La prima al 14° quando Santoro raccoglie pallone nella trequarti avversaria, la fa rimbalzare e poi lo colpisce con tutta la sua forza, ma la palla si stampa sulla traversa. Personalmente l’avevo visto dentro la porta.
La seconda è dei rosanero al 27° con Ranocchia che raccoglie la respinta di un difensore dei padroni di casa con il sinistro colpisce la palla compiendo un tiro pericolosissimo che però Chichizola riesce miracolosamente a deviare in angolo con la punta delle dita. Peccato sarebbe stato un bel goal.
Altre azione degne di note, ma in tono minore sono a favore dei canarini al 52° e al 60°. La prima ad opera di Mendel, il suo tiro si spegne alto sulla traversa, l’altra azione con Gerli, ma Jaronen con il gomito manda il pallone in angolo.
All’85° calcio di punizione in favore del Palermo dal limite dell’area di rigore, sul pallone Ranocchia calcia, il suo tiro scavalca la barriera ma non si abbassa e termina alto sulla traversa. Peccato!
Che dire della partita, è stata combattuta da entrambe le squadre, con una leggera prevalenza delle squadra allenata da Sottil. Anche se il Palermo non ha sfigurato, ma come al solito non è riuscito a concretizzare e a essere più incisivo. I padroni di casa ci hanno creduto di più degli ospiti ed hanno fatto la partita della vita, meno male che non sono riusciti a concretizzare, anche perché la nostra difesa li ha saputi contenere.

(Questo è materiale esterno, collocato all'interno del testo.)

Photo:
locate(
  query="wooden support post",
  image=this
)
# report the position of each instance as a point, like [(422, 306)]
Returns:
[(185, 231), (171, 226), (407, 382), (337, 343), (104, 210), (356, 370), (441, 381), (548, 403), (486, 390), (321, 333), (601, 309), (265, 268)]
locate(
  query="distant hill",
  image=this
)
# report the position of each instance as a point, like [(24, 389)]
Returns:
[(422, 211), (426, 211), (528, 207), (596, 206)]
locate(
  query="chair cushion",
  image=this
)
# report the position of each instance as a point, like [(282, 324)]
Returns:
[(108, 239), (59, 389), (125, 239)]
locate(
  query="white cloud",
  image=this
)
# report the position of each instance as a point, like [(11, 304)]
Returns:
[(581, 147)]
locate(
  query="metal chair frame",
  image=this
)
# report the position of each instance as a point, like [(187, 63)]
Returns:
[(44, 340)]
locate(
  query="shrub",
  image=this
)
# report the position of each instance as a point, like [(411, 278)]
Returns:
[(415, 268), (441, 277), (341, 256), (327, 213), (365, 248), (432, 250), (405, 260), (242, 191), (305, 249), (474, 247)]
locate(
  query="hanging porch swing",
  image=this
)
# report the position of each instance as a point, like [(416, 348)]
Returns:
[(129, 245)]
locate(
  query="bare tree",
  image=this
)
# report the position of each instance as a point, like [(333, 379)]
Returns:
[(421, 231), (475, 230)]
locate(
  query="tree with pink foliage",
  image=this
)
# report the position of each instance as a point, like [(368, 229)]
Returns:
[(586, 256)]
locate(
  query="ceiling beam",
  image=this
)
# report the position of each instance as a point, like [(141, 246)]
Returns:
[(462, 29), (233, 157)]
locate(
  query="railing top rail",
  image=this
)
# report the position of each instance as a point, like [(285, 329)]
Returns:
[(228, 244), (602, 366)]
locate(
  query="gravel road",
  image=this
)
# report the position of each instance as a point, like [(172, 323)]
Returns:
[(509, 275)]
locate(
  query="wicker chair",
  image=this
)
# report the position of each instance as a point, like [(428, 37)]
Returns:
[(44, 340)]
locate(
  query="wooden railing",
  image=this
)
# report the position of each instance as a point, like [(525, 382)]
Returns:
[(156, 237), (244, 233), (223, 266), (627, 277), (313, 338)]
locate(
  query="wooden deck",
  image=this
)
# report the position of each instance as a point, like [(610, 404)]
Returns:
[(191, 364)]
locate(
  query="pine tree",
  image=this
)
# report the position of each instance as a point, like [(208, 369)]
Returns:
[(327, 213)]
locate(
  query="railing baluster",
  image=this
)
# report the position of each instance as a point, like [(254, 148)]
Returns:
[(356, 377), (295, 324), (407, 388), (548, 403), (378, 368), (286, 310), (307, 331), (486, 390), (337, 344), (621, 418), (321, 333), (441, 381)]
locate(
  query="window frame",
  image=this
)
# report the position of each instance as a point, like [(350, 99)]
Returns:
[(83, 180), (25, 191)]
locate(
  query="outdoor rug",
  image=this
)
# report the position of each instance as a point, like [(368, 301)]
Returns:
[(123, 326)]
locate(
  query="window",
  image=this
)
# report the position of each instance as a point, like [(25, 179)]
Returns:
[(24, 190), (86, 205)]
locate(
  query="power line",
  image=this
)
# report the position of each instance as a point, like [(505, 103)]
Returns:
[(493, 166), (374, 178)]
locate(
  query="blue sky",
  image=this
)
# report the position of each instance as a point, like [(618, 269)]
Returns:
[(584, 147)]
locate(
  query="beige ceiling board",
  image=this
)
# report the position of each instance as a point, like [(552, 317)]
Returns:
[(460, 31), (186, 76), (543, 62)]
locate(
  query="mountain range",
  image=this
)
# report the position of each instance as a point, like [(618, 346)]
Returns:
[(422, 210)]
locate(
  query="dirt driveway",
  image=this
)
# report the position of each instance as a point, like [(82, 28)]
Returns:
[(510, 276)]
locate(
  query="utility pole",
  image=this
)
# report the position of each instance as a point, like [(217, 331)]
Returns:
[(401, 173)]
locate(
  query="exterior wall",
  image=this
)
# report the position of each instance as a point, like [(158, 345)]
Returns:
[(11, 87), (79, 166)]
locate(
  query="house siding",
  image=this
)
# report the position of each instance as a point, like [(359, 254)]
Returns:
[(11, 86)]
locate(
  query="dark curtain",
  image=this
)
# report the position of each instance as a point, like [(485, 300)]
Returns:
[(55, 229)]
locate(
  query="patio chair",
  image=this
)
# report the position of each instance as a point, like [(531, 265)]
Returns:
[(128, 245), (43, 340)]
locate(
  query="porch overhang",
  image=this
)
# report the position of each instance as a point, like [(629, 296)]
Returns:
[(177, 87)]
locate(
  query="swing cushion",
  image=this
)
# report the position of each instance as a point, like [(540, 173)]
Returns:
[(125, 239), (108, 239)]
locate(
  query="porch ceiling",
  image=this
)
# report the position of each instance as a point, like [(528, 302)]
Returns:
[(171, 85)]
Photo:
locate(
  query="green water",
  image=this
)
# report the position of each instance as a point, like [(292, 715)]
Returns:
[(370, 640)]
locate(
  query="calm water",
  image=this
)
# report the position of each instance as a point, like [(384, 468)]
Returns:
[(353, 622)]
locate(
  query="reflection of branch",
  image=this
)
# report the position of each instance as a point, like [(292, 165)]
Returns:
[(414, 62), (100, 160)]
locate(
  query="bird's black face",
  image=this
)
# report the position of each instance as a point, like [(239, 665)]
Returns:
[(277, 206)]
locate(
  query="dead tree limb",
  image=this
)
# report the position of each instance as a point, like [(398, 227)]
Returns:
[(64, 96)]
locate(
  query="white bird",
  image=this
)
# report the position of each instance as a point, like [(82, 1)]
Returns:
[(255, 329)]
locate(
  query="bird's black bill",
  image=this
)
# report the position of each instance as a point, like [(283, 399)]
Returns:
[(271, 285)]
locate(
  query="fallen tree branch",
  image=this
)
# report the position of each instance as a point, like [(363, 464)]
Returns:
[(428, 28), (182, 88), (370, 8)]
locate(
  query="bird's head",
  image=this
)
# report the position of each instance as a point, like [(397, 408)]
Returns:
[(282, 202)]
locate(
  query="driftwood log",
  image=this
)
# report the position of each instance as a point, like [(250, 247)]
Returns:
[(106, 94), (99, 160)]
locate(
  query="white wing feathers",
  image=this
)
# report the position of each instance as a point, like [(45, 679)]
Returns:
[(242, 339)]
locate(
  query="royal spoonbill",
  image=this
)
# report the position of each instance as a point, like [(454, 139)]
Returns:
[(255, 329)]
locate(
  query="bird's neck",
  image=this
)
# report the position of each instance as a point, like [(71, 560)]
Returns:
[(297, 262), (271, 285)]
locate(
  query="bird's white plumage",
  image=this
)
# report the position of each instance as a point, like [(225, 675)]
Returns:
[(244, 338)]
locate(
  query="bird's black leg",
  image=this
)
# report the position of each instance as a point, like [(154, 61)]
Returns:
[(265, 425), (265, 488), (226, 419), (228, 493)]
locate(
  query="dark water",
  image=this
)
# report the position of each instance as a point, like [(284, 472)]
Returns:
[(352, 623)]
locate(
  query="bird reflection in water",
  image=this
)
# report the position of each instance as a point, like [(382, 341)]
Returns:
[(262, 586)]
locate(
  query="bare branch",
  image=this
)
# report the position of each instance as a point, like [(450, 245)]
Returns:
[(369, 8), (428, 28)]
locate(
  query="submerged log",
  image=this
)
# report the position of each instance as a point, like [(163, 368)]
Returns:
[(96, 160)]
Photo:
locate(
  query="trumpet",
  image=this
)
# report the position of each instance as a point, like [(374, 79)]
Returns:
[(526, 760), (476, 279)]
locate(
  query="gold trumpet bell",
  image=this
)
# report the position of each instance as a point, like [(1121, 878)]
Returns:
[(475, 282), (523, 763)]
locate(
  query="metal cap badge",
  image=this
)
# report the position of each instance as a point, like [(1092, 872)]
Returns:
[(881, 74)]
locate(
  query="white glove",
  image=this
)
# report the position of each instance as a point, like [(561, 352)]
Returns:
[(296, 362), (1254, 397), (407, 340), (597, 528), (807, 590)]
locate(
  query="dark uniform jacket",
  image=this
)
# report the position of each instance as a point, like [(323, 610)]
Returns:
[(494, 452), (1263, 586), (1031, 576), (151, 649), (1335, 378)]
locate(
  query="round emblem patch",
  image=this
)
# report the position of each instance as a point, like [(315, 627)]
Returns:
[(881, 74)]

Nel secondo tempo, Inzaghi ha effettuato quattro sostituzioni invece che le solite cinque: al 63° Gyasi per Gomes, al 77° Bereszynski per Peda e al’83° Le Douaron per Pojampalo e Corona per Palumbo.
Le forze fresche entrate in campo non hanno inciso per quanto sperava il Mister, il risultato non è cambiato. Peccato!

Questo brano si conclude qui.